Przecież mąż-niemąż Kamil Sipowicz nie jest pani obcy?
Jest, bo ma swoją energię. Ja jestem obca sama dla siebie, a co dopiero on! To typowy Lew, nie lubi być krytykowany. Też miewa chandry, taka z nas para depresyjna. (śmiech)
Czy to prawda, że jak nikt w świecie dba pani o siebie? Nieustające diety, masaże, ćwiczenia, treningi, joga. Stąd taki dobry wygląd?

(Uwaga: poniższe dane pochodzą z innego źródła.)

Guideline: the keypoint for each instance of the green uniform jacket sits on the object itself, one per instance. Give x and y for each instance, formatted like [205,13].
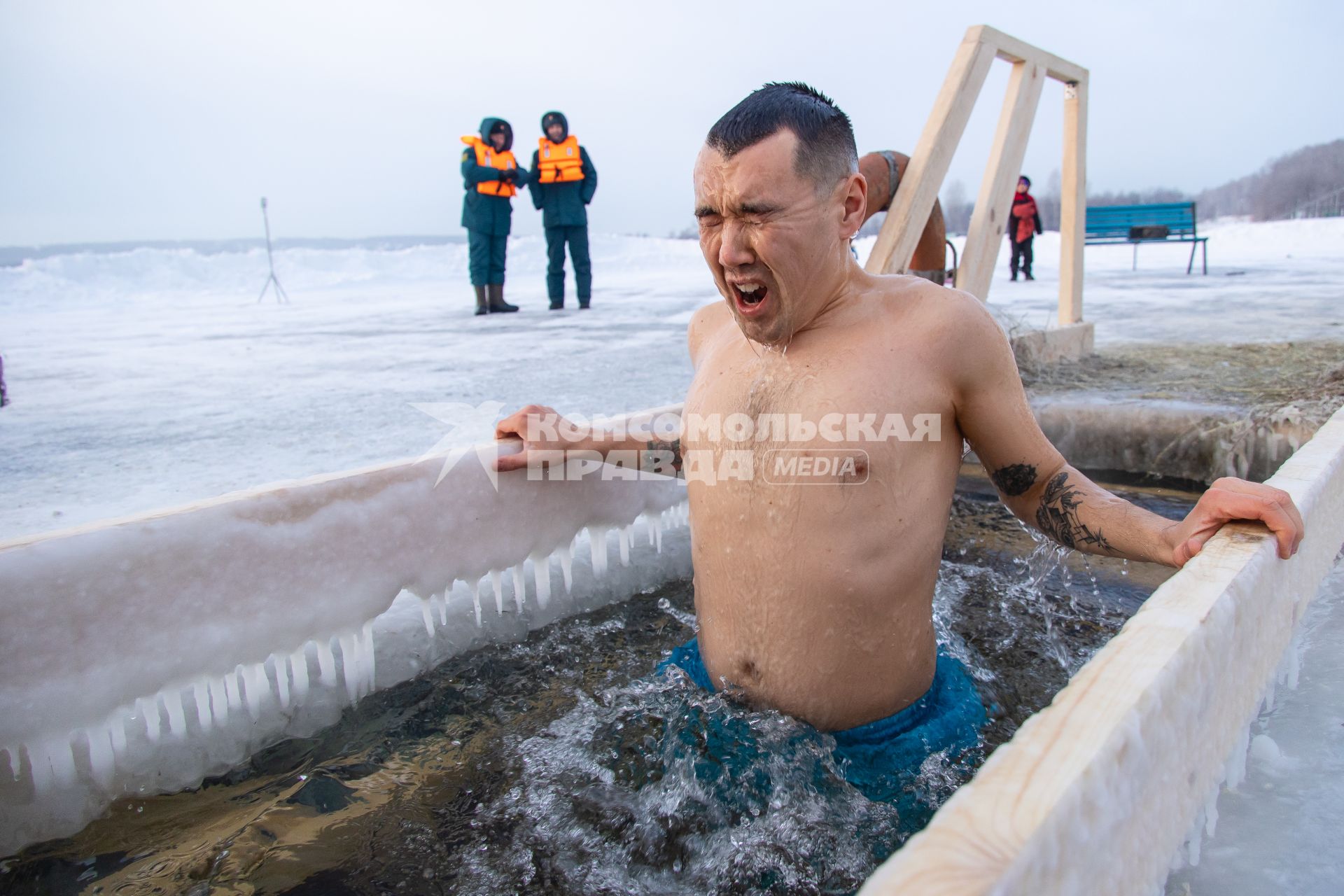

To jakiś mit. Żyję bardzo higienicznie, więc poświęcam sobie niewiele czasu albo w ogóle. Ale kupiłam łóżko do masażu leczniczego, to chyba jedyne szaleństwo, na jakie sobie pozwoliłam. Odkąd przestałam palić papierosy, przytyłam, staram się więc oczyścić swój organizm. Polecam jabłka pieczone plus czerwoną herbatę. Kiedy chudnę, czuję się absolutnie fantastycznie. Głodówka daje bardzo dużo cennej energii.
Można zatrzymać czas?
On nie istnieje, nie ma czegoś takiego, jak czas. Wymyślono go po to tylko, żeby ludzi straszyć!
Kiedyś młodzież była w Korze zakochana, mówiła jej językiem: paranoja jest goła, żądza pieniądza, lecę, pędzę, coś mnie gna. Dokąd pani tak pędzi?
Donikąd. Przecież to wszystko są słowa, poezja. Nie można ich brać dosłownie. Dzisiaj mamy o wiele większą możliwość wyboru niż przed 1989 rokiem. Możemy jeździć, dokąd chcemy, nawet Ameryka, to eldorado, za którym się tęskniło, znajduje się na wyciągnięcie ręki. Moim największym wyzwaniem stała się teraz praca. Jestem perfekcjonistką, która wymaga od siebie bardzo dużo wyrzeczeń.
Po czterech latach przerwy nowa płyta „Metamorfozy” stała się wydarzeniem. Dlaczego fani Kory musieli tak długo czekać?
Nie wiem, co powiedzieć. To jest bardzo dziwna płyta. Utwory z repertuaru Maanamu zostały zremiksowane przez 5th Element. Formację, z którą nagrałam krążek, tworzy dwóch uzdolnionych facetów. Jeden z nich, znany jako Pablo de Silva, jest znanym didżejem.
Dla nas Kora to jednak „Boskie Buenos”, „Lucciola”. Nowy album zaś skręca w kierunku muzyki klubowej. Królowa rocka łagodnieje?
To jest muzyka z bitem, do tańca i rozbujania ludzi. Nie mam nic przeciwko temu, żeby grać w klubach, od których Maanam zaczynał.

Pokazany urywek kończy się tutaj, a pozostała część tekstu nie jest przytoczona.